Yvan Arpa a présenté sa nouvelle montre au Salon des Arts Martiaux
31 octobre 2009
Marco CattaneoComparé à la Halle 1 de Baselworld, à ses stands géants, ses hôtesses peroxydées, son champagne et ses petits fours, le stade genevois du Bout-du-Monde fait figure de salle de boxe un peu miteuse, tout droit sortie d'un film américain. A l'occasion du salon des arts martiaux, qui s'y tient ce week-end, des clubs sportifs désargentés présentent leurs disciplines (il y a, m'assure-t-on, vingt-sept sortes de karaté différents) à grands renforts de flyers, sur des planches et des tréteaux parfois recouverts d'un bout de tissu bon marché.

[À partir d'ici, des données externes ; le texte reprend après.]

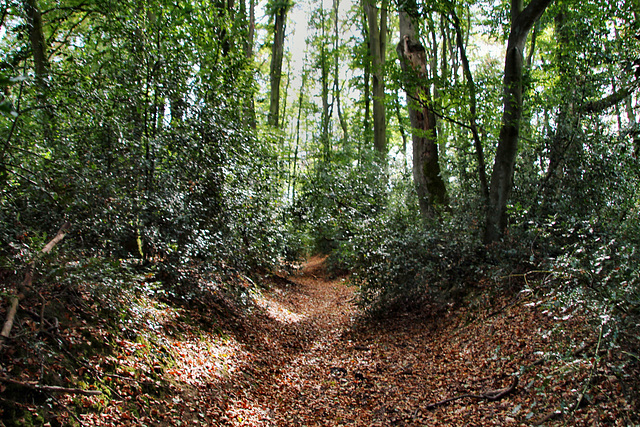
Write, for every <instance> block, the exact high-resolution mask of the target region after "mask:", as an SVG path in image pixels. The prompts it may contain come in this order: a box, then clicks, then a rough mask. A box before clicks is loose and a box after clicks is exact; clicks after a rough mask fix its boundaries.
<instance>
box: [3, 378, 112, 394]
mask: <svg viewBox="0 0 640 427" xmlns="http://www.w3.org/2000/svg"><path fill="white" fill-rule="evenodd" d="M0 382H3V383H7V384H12V385H17V386H20V387H25V388H28V389H31V390H36V391H43V392H56V393H71V394H82V395H84V396H97V395H100V394H102V391H100V390H83V389H81V388H69V387H59V386H55V385H42V384H38V383H33V382H24V381H18V380H14V379H11V378H7V377H2V376H0Z"/></svg>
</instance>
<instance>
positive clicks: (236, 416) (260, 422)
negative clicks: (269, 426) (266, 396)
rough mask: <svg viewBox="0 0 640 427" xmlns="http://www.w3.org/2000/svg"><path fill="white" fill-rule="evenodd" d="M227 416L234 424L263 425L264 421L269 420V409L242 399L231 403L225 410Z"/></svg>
mask: <svg viewBox="0 0 640 427" xmlns="http://www.w3.org/2000/svg"><path fill="white" fill-rule="evenodd" d="M227 417H228V418H229V420H230V421H231V425H234V426H245V427H247V426H264V425H265V422H267V421H270V420H271V410H267V409H265V408H261V407H259V406H256V405H255V403H254V402H250V401H249V400H246V399H244V400H240V401H238V402H235V404H232V405H231V407H230V408H229V410H228V411H227ZM267 425H268V424H267Z"/></svg>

A quelques mois d'écart, c'est pourtant le même Yvan Arpa que l'on retrouve dans l'un puis l'autre endroit, même sourire, même enthousiasme, même petite touche de folie dont on ne sait jamais très bien jusqu'où il la contrôlera. En mars, il présentait les nouveautés de Romain Jérôme dont il était l'âme ; en cette fin octobre, il accompagne la première sortie officielle de son nouveau bébé, la Black Belt Watch, une montre réservée exclusivement aux ceintures noires, et que « l'argent seul ne peut pas acheter », proclame-t-il dans un micro.

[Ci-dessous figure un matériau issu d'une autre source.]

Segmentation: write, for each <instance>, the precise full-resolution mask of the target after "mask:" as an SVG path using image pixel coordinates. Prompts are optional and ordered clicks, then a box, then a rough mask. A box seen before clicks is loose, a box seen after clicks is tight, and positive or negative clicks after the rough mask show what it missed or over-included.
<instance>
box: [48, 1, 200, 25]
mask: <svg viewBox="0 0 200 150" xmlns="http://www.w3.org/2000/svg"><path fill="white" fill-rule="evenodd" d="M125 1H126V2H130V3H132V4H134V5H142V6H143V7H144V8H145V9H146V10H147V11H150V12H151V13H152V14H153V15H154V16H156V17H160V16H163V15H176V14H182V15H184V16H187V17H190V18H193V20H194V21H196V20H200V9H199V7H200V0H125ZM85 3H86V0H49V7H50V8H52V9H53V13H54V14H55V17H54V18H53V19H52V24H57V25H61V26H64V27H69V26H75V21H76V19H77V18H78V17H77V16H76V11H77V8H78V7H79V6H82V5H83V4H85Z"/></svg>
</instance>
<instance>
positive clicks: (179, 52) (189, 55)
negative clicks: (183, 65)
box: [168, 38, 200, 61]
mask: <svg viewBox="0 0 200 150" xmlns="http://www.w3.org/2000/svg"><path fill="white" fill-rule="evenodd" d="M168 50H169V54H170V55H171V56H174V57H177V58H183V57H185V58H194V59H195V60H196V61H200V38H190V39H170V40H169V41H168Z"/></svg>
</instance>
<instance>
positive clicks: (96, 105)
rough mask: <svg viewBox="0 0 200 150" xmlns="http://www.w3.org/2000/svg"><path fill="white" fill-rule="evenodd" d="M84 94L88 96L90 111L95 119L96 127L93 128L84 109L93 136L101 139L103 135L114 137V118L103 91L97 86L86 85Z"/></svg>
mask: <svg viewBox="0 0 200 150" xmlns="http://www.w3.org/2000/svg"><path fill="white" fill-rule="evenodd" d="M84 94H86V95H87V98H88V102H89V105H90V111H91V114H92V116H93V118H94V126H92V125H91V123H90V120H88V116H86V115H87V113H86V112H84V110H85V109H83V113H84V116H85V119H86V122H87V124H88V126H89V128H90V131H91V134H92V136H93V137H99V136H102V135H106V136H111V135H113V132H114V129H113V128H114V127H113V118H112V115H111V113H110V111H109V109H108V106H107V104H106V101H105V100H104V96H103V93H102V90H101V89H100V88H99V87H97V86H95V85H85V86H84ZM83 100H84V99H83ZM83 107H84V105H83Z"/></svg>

Ce vendredi soir 30 octobre, sur le tatami central, les démonstrations de sports de combat se succèdent. Et puis, à l'enseigne du programme No Difference, auquel est reversé un pourcentage des ventes de la Black Belt, des sportifs un peu singuliers surgissent. L'un est aveugle, un autre est rivé à son fauteuil roulant. Ils sont en kimono, mais on ne sait trop ce qu'on peut en attendre. Pourtant, lorsque leurs nunchakus se mettent à voler autour d'eux, la salle s'enflamme, la sono et les lumières accompagnent des mouvements toujours plus rapides, toujours plus précis ; handicap ou pas, ce sont des sportifs d'exception.
Au premier rang des spectateurs, Yvan Arpa les observe, et on voit bien qu'ils se ressemblent. Privé de la marque qu'il portait jusque là, privé du soutien de ses investisseurs, traîné en justice (où il a remporté la première manche), il pourrait être un handicapé de l'horlogerie, paralysé, incapable d'agir. Mais non, tel un Stallone après la défaite, il redémarre à zéro, reprend l'entraînement avec de tout petits moyens et des amis fidèles, travaille et se moque des obstacles qu'il avale l'un après l'autre.

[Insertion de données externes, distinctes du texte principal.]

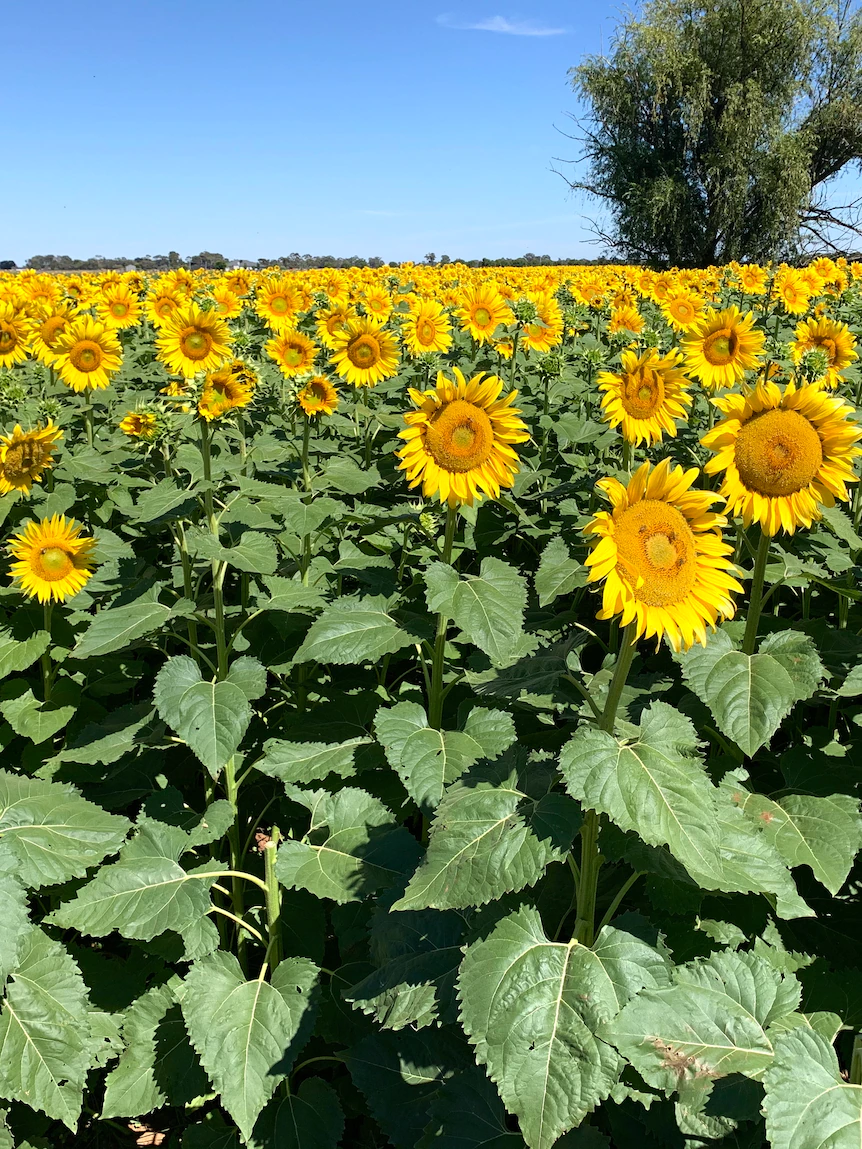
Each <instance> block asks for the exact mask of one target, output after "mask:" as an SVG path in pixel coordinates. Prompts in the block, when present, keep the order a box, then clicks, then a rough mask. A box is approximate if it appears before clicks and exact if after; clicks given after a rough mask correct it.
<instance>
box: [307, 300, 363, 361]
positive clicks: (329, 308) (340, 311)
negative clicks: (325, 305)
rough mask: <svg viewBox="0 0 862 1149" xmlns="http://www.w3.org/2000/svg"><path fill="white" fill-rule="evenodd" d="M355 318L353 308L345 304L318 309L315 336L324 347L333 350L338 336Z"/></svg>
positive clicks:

Ce soir, pas de cadeaux somptueux pour flatter les journalistes, un peu de champagne tout de même, mais d'une marque exotique qui mousse abondamment, servie dans des gobelets en plastique. Un gâteau au chocolat amené par ses amis tient lieu de buffet, et en guise de carré VIP, quelques places réservées sur les bancs de l'unique tribune ouverte.
Aucune importance. Yvan Arpa traverse son purgatoire le sourire aux lèvres et présente, fidèle à lui-même, une montre bien dessinée et solidement adossée à un concept inédit qui posera d'ailleurs un problème original aux collectionneurs. Garde-temps automatique bien évidemment Swiss Made, pensée autour des valeurs du Bushido, la Black Belt Watch présente notamment une lunette originale, ornée de Kanji (caractères japonais) en relief poli, un cadran inspiré de la trame des kimonos et des aiguilles rappelant des sabres d'entraînement. Les ingrédients du succès sont là, la Black Belt Watch vivra sa vie dans le cercle fermé des ceintures noires, dont Yvan Arpa fait lui-même partie, loin des clients traditionnels de l'horlogerie haut-de-gamme. Et Arpa-Stallone poursuivra son entraînement dans des salles de quartier jusqu'au jour peut-être proche où il remontera sur des rings (ou des tatamis) plus prestigieux.Cet homme-là prendra encore des coups - il est vrai qu'il les cherche parfois, à se moquer pareillement des convenances -, trébuchera encore, mais sera très, très difficile à abattre vraiment. Rendez-vous en 2010 pour la suite de ses aventures.